A dream that began in Dominque de Menil’s lifetime finally becomes a reality as the Menil Collection opens the doors of the Menil Drawing Institute Louisa Stude Sarofim Building and welcomes Houston into an art space like no other.
Though it might seem we’ve been anticipating the completion of the MDI for a decade, the Menil only broke ground in 2015. The three-and-a-half years of construction, with a few delays, seems like a blink of an artist’s-eye compared to what the Menil has accomplished transforming the whole campus neighborhood while creating a serene haven for both art — specifically delicate works on paper — and art lovers alike.
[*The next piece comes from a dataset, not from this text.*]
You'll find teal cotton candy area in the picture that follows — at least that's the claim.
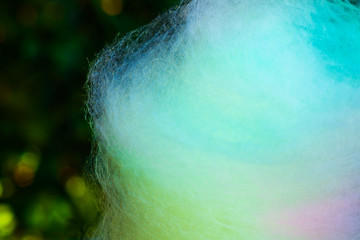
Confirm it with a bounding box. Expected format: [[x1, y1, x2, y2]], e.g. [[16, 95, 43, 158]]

“Based on the premise that drawing is central to artistic practice, this addition to Menil’s neighborhood of art provides an intimate setting for public and scholarly community to access drawings thus advancing appreciation and scholarship of the medium,” says Menil director Rebecca Rabinow, at a recent preview walkthrough of the 30,000-square-foot, $40 million building, designed by Johnston Marklee in collaboration with landscape architects Michael Van Valkenburgh Associates.
In describing how this decades in the making project came to fruition, Rabinow noted John and Dominique de Menil’s deep commitment to collecting modern and contemporary drawings.
“It was of great importance to them that they make sustained commitments to living artists, and purchasing drawings became one of the pillars of their support,” explains Rabinow.
The project to house and conserve the Collection’s great works on paper called for what Rabinow describes as an “unprecedented,” building dedicated to the acquisition, study, exhibition, conservation and storage of modern and contemporary drawings. The multipurpose use of building required designs from Johnston Marklee that would become a natural addition to the Menil campus, tame the sometimes brutal Houston sunlight, while also keeping the works safe from any Houston flooding.
With two shaded outdoor courtyards, an indoor cool-light-filled “living room” connecting the courtyards and a 2,850-square-foot exhibition space open to the public, along with private office space, a conservation lab, a “scholars’ cloister” and below-ground art storage areas, the MDI beautiful fulfills its many purposes.
The building becomes as much of an artwork as the pieces it holds, as the lines, stark planes, and sharp angles juxtaposed with its lush courtyards and surrounding landscape seem to blur the borders between interior and exterior, outside and in.
Art inside and out
To inaugurate the exhibition space, the Menil presents drawings from one of American’s greatest living artists, Jasper Johns. The Condition of Being Here: Drawings by Jasper Johns exhibition contains 41 works of art from 1954-2016, include drawings made in graphite, ink, charcoal, watercolor, colored pencil, acrylic, water-soluble encaustic, pastel, powdered graphite, gouache, and oil stick, on surfaces ranging from paper to plastic.
“When the drawings are viewed together they trace the artist’s life-long interest and exploration in drawing as an art form as well as his fascination with certain motifs among them the target and the flag that reappear in his art over many decades,” describes Rabinow, noting that the Collection has one of the largest holdings of the artist’s drawings in the world.
Any addition to the Menil campus would not contain all its art indoors, of course. At the entrance into the west courtyard look for Ellsworth Kelly’s Menil Curve, 2015. Commissioned to recognize extraordinary financial gifts to The Campaign for the Menil, the blazing white sculpture also captures the feel of the most primal elements of drawing lines, planes and angles.
Those Houstonians who consider the Menil Campus a second art home will get quite the wonderful surprise walking the sidewalk on West Main Street a few steps beyond the MDI. There they will find the museum has relocated Michael Heizer’s sculptures — Rift, 1968/1982 and Dissipate, 1968/1970 from the front lawn of the main building to a red, graveled plot created to simulate the dry Nevada lakebed where Heizer originally installed the A588 weathering steel pieces.
After opening day festivities on Saturday, November 3, the Menil Drawing Institute, located at 1412 West Main St., will join the other Menil art spaces opening to the public Wednesday through Sunday, 11 am to 7 pm. Admission to the Menil is always free.